If the coalition KDH party requests the Constitutional Court examine the Press Code, it would prefer to do it in coordination with SDKÚ rather than with the ethnic-Hungarian SMK, KDH vice-chairman Martin Fronc said on May 29 in response to the SMK initiative announced earlier in the day.
"KDH's support for SMK can hardly be expected," he said, alluding to the breakdown in opposition parties' relations following the SMK's controversial decision to support the approval of the Lisbon Treaty in parliament in exchange for some preferential touch-ups to the proposed Education Act.
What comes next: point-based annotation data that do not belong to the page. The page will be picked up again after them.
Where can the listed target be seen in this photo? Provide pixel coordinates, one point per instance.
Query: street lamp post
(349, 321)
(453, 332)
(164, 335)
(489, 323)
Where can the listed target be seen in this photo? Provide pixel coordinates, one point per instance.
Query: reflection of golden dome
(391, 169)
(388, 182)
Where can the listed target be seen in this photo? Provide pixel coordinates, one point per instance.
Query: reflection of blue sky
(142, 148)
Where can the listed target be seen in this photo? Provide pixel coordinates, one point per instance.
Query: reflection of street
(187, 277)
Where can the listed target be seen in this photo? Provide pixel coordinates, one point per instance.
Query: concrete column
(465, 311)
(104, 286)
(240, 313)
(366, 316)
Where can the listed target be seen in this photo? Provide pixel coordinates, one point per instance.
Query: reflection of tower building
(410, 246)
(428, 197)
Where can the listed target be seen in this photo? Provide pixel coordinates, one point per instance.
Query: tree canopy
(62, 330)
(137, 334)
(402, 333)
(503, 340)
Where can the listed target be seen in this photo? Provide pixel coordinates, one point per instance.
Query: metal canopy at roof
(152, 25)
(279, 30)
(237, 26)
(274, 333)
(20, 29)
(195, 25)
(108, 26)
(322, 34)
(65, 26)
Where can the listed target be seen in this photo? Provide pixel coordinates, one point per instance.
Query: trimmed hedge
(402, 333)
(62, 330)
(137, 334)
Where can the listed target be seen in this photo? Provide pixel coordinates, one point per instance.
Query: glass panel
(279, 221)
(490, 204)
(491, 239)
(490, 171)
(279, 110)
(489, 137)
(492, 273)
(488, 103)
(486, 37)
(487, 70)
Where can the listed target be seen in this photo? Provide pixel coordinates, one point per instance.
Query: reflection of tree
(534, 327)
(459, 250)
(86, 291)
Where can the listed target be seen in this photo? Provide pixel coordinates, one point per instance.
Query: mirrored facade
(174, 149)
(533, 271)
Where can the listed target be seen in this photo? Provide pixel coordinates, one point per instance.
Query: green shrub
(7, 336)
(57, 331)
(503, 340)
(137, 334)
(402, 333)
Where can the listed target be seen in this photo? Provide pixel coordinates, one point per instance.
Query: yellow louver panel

The other two opposition parties wanted to block the treaty in order to get wholesale changes to the Press Code.
However, the SMK has now presented an analysis of some contradictions between the Press Code and the Constitution. But to submit the complaint to the Constitutional Court, the signatures of other opposition parties MPs are needed.
"It's Pál Csáky's hypocrisy to put himself in the front line in the fight for freedom of speech," SDKÚ MP Tomáš Galbavý told the TASR newswire. If Csáky's party could keep a promise, the Press Code would look differently, he added.
Along with the analysis, SMK has proposed an amendment to the Press Code that is due to be discussed in parliament in September. The amendment is expected to cover the same ground as already expressed by the opposition.
Culture Ministry spokesman Jozef Bednár said there is no reason to amend the Press Code, which hasn't even entered into force yet, and that that is constitutional.